Anonymous asked: Hello, I've considered coming out to my mom. She is religious in her own way and I don't know if she would be open minded to having a pansexual daughter. I am tired of hiding this though. I don't want to hide anymore but I'm terrified of coming out to her because I don't know how she's going to react. I tried telling her when I was younger and it ended poorly so I told her I was kidding, just keeping her on her toes. I'm scared. Help me, please?
hi. :) sorry for taking so long to reply!
….hmmm, a religious parent. that’s something that i personally struggle with as well, so i’m not sure if i’m the best person to be responding to this ask. ^^;
that said… there are many ways one can come out to someone, some of which are indirect/casual. for example, if you mom says something about a guy being cute, perhaps you could agree but then point out someone else of a different gender and make a similar comment to see how your mom reacts & spark a conversation. if you feel you want to be more direct about it without spelling it out to her face-to-face, perhaps you could drop bigger hints by leaving pages or images about pansexuality clearly visible on your computer screen where & when you know your mom will see it. it may perk her curiosity and she may come up to the computer and look more into it, thus learning more about it without you actually telling her.

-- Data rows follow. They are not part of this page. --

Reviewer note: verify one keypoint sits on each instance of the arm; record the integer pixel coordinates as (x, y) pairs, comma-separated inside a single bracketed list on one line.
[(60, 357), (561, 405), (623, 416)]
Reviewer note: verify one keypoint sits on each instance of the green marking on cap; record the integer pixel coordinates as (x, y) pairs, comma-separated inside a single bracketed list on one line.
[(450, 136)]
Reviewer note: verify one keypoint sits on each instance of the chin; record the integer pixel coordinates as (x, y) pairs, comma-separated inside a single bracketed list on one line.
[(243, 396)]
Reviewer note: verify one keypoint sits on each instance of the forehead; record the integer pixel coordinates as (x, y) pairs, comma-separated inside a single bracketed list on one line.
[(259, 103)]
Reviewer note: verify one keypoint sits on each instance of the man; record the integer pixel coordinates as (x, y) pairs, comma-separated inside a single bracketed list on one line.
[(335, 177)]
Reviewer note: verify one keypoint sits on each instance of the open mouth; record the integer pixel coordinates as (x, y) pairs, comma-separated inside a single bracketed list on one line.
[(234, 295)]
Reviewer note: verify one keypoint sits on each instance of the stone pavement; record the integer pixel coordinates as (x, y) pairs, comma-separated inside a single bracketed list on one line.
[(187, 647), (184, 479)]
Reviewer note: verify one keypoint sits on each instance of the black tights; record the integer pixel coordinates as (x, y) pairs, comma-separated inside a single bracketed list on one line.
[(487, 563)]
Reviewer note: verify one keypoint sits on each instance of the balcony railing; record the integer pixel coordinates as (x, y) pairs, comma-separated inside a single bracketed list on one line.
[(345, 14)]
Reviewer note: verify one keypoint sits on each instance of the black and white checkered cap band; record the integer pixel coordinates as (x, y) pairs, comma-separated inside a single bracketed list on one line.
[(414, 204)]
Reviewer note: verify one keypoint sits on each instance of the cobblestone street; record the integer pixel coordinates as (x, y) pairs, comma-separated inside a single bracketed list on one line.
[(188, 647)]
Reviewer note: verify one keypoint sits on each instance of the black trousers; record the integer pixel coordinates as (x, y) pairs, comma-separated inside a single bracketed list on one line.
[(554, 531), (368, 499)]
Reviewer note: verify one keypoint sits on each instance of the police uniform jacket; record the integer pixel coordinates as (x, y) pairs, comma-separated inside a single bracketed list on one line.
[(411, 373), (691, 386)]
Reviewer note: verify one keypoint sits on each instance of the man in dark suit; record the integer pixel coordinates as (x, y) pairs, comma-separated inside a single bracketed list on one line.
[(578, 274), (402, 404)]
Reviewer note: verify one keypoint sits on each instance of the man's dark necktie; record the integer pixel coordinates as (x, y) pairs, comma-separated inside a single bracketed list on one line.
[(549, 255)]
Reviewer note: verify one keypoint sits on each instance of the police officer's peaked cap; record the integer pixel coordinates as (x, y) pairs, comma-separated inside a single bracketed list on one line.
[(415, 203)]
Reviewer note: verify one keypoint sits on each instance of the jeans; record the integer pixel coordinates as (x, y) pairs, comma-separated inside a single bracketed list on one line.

as for how your mom may react to your sexuality… i don’t dare guess at that, but if you think your mom may respond harshly i recommend not dropping hints or coming out until you feel yourself mentally ready to deal with the likely onslaught of questions, emotions, etc that would probably come your way. of course it’s hard to really ever truly be ready for that sort of things… but try to feel secure in yourself as much as possible? if you remain strong through it all, even if things get really rocky between you and your mom you’ll make it through it. remember your mom will need time to process everything and the time she needs may be much longer than you’d like. if so, try to take things slow with her and give her space as needed.
i hope that if you do come out to her it all goes well in the end. there may be a storm as your mom tries to come to grips with your sexuality and her religion, but hopefully there will be a rainbow with a pot of gold at the end of it all.